Leg-hold Traps: made in Hell, available on Earth
It’s amazing how a day can go from being a heavenly day to hell in one instant. Today was such a day. Pete and I are wending our way back to CA, but going slowly, taking obscure roads through remote areas of the west. We stopped to spend a wonderful night with Pete’s oldest daughter Nancy in Las Vegas, then the next day stopped to visit the Navy Corpsman who’s life Pete saved in Korea, and whose life the Corpsman saved. That was a beautiful visit.
Today we saw a dirt road on public land in Nevada that went up to a remote peak, very beautiful rocks. A perfect place to let the dogs run free, something we do three times a day on these road trips. It was a spot so beautiful we found it reminiscent of the gorgeous “Garden of the Gods” in New Mexico. We found a cattle watering spot (and our dogs are fine around cattle) up near the peak and parked the van, all of us pouring out to enjoy the beauty, stretch our legs, get a drink.

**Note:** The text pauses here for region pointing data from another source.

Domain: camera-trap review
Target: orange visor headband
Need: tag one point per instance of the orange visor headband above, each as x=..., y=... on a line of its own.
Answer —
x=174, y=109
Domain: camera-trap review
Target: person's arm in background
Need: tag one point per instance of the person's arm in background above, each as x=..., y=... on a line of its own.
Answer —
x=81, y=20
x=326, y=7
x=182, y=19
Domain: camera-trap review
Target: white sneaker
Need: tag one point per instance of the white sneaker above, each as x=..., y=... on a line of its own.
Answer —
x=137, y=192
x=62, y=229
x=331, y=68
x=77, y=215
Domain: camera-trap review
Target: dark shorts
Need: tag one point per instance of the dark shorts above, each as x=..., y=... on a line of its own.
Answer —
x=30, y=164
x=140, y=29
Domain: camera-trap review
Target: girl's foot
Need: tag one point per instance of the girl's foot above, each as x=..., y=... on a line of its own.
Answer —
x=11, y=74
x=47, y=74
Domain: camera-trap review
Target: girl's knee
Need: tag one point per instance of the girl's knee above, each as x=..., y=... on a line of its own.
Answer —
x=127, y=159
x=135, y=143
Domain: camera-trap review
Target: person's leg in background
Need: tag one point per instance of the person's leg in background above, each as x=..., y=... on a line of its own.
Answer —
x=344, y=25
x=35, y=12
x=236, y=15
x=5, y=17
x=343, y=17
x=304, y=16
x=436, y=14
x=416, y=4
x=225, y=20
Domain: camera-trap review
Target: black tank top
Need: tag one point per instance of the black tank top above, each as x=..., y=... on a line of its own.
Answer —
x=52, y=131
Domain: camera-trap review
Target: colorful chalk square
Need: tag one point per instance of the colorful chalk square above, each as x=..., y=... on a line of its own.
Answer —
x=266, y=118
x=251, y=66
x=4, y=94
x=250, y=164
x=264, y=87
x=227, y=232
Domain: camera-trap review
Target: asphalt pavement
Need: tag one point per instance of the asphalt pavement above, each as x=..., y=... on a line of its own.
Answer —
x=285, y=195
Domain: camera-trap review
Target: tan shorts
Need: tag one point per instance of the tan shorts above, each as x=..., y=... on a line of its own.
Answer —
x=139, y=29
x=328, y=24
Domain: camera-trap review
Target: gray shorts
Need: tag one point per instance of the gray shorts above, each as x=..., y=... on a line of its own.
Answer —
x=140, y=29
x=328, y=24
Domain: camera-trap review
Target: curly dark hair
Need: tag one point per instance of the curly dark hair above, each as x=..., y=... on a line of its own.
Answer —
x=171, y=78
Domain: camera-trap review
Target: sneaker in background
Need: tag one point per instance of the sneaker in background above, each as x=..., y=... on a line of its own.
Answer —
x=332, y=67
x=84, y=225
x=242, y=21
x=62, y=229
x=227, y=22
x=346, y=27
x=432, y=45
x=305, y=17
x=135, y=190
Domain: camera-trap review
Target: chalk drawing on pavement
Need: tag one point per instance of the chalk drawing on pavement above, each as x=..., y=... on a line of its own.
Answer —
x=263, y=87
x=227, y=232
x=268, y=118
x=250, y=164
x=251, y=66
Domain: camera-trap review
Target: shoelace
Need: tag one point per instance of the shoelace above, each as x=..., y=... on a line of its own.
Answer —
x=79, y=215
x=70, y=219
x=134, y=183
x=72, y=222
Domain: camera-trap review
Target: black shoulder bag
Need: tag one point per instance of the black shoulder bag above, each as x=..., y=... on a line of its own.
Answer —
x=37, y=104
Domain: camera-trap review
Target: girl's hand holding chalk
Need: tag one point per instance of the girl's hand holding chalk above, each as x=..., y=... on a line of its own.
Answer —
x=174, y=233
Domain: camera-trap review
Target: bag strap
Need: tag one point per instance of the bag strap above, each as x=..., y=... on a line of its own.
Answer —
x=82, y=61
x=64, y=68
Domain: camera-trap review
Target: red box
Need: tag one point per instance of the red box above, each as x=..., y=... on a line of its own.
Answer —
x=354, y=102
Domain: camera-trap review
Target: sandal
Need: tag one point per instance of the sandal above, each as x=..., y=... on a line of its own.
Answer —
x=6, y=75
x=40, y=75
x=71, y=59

After we got out, the dogs ran about here and there happily for several minutes and we started to explore the peak. All of a sudden I hear Sarah, our youngster Capay Valley dog, literally scream in pain. I feared a skirmish with coyotes but knew we had troop numbers on our side. I rushed to where I heard her; saw her under a mountain juniper, looking frantically at me, writhing in pain. I knew in that instant what I would find — I’ve seen it dozens of time in books and videos. The horror of the steel leg-hold trap, set for “predators” by lazy, stupid men. My heart sank to the bottom of the world as I screamed for Pete to get over to where I was. My beautiful young athletic dog’s paw was held crushed between the jaws of steel, which had been baited with a scented scrap of material, and attached to a long chain wrapped around the tree trunk. Sarah’s young body wracked with pain, she gnashed her teeth and implored me to free her.